Smith Myers showcased ARTEMIS, a mobile phone detection and location system designed specifically for airborne search and rescue (SAR) and disaster relief, at a helicopter trade show in Dallas. The company, founded 35 years ago in the United Kingdom, also designed and developed software-defined radio and cellular protocol stacks designed specifically for the SAR role. According to the company, ARTEMIS turns any mobile phone into a rescue beacon, only requiring two antennas to generate a latitude/longitude fix at up to 19 nautical miles (35km), offering an alternative to traditional airborne sensors.
ARTEMIS’s features include:
- texting and calls in no service areas
- possible automatic cueing of electro-optical/infra-red (EO/IR)
- deployment as a stand-alone with embedded mapping or integration with mission system providers
- making missions in low light / instrument meteorological conditions (IMC) safer and more successful and
- availability in several SWaP configurations for manned/unmanned platforms.

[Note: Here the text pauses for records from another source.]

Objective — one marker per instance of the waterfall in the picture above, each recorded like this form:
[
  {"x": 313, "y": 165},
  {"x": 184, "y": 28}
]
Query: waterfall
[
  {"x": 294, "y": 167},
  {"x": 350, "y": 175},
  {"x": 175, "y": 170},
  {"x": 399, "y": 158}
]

Smith Myers announced in February that ARTEMIS has been integrated into the new Robotics Centre Echo SAR payload for small unmanned aerial systems (UAS) built by Teledyne FLIR Defense.
ARTEMIS airborne capabilities are available for use on manned rotary and fixed-wing platforms and drones with large and small payloads. It has already been in service with the AW101 Norwegian all-weather SAR helicopter and can be deployed across payload categories down to a small quad-rotor UAV.